Green & Gold ran a solar energy company. Mr Watson was associated with the Green & Gold business.
Mr Leech posted concerns in the ‘comments’ section of Green & Gold’s website about what he considered to be the legitimacy of the defendants’ solar energy business. Mr Leech contended that his comments were posted with a view to researching opinions posted by other users as to the suitability of the defendants’ solar energy products.
In response to the comments posted by Mr Leech, Mr Watson posted his own remarks online about Mr Leech in three online chat forums.
Mr Leech sued in relation to the defamatory matter of and concerning him posted by Mr Watson, including remarks posted by Mr Watson on behalf of Green & Gold.
Neither Green & Gold nor Mr Watson appeared at the trial.
Assessment of damages
The Court found that Green & Gold and Mr Watson were liable. It had to assess what damages should be awarded to Mr Leech.
Mr Leech’s evidence was that he read the defamatory statements made about him after undertaking an internet search of both the Green & Gold business name and his own name.
It is noteworthy that Mr Leech did not lead any evidence about requesting:
- the defendants to cease posting defamatory remarks about him or that they remove the defamatory content from the Internet; or
- the ISP to remove the content of concern from the web pages in question.
Justice Fullerton held that although Mr Leech’s actions in posting online criticism of the defendants may have provoked Green & Gold and Mr Watson into publishing defamatory material about Mr Leech, the posts uploaded by Mr Watson were unjustified.
Her Honour awarded Mr Leech $30,000, which included $5,000 for aggravated damages on the basis that the defendants had published the defamatory matter maliciously.
Failure to apologise
The defendants did not provide Mr Leech with an apology. In assessing damages, Justice Fullerton held that the defendants’ failure to apologise to Mr Leech reflected their intention to inflict ongoing harm to him. It was a matter taken into account in awarding aggravated damages award.
While a Court does not have power to order a defendant to provide an apology to a claimant, this case highlights the point that the provision of an apology may be a matter which mitigates the damage, and so can be taken into account in the award of damages.
Circulation and reputation
One factor a Court considers in awarding damages for publication of defamatory matter is the width or extent of publication.
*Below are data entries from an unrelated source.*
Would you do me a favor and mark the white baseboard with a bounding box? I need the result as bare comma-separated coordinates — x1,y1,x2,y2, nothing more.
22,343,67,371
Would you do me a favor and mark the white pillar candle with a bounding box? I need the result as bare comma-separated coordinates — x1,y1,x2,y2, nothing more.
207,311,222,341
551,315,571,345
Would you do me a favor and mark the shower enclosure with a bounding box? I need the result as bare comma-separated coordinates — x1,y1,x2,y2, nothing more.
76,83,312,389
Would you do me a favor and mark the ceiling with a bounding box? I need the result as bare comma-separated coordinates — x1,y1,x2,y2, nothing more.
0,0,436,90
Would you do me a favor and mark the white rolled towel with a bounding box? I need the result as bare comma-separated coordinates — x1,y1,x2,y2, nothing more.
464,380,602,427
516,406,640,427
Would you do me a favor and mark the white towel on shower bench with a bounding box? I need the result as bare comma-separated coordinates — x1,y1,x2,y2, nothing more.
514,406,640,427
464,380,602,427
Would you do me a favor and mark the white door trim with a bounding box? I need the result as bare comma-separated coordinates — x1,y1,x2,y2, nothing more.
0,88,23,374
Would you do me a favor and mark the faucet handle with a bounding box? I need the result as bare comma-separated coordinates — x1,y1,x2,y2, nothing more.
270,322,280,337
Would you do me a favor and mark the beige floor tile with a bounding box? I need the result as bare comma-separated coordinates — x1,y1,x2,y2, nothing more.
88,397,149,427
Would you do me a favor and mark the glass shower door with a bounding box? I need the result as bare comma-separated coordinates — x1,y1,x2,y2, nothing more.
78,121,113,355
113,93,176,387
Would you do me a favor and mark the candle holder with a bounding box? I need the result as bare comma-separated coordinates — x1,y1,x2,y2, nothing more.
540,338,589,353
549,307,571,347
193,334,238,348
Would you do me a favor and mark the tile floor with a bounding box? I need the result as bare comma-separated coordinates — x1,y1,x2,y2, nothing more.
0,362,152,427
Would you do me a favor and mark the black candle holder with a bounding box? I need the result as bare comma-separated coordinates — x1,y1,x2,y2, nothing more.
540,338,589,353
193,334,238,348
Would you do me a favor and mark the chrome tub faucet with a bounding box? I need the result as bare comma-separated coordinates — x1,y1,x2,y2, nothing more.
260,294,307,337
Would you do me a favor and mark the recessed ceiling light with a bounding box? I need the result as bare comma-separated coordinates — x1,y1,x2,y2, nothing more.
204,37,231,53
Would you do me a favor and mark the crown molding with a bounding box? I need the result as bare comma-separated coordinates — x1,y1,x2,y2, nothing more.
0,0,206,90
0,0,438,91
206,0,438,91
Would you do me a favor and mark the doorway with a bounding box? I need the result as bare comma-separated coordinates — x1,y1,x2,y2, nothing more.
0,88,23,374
Mr Leech gave evidence that he was aware of at least 20 people who regularly posted comments to the chat room sites using aliases on a regular basis, and a further 20 people who posted comments using aliases less frequently at the time the defamatory comments were uploaded by Mr Watson.
Justice Fullerton noted that although the posted comments were accessible on the internet, Mr Leech could not point to any persuasive evidence as to the actual number of readers or viewers of the websites in order to show there was widespread publication. Her Honour held that the mere fact material was available on the internet did not necessarily mean that circulation of the material had been worldwide.
Whilst the internet has the potential to reach a global audience, there was nothing in the materials Mr Leech tendered that enabled Justice Fullerton to draw any reliable conclusions as to the actual number of people who might have read the defamatory posted comments, or that he had an established reputation with any of those readers which might have been diminished by them reading the defamatory matter.
Another difficultly for Mr Leech was establishing that the 40 'anonymous' users who regularly visited the sites were in fact different people. As Justice Fullerton pointed out, and as discussed in our previous article Exposing Internet Mud Chuckers, the internet facilitates content being uploaded by individuals using “anonymous” usernames or aliases and as such, it is quite possible that the 40 bloggers could in fact be one person, using multiple aliases.
Although a successful claim for defamation requires publication be to just one person, the greater the circulation of publication, the greater the harm to the plaintiff’s reputation, and hence the capacity for damage and the size of the damages that might be awarded.
This case highlights that the Courts will not infer or assume that because defamatory matter is accessible on the internet that it will have been read by a wide audience.
In the context of plaintiff suing in relation to defamatory content uploaded to an internet site, an online blog or social media forum, the width of publication will have to be proved using admissible evidence of real and actual numbers of readers of the offending content.
While the internet has the potential to reach a global audience at the click of a button, widespread publication will not be assumed by the courts. The onus remains on the plaintiff to prove the extent or width of the readership group if maximum damages are to be awarded.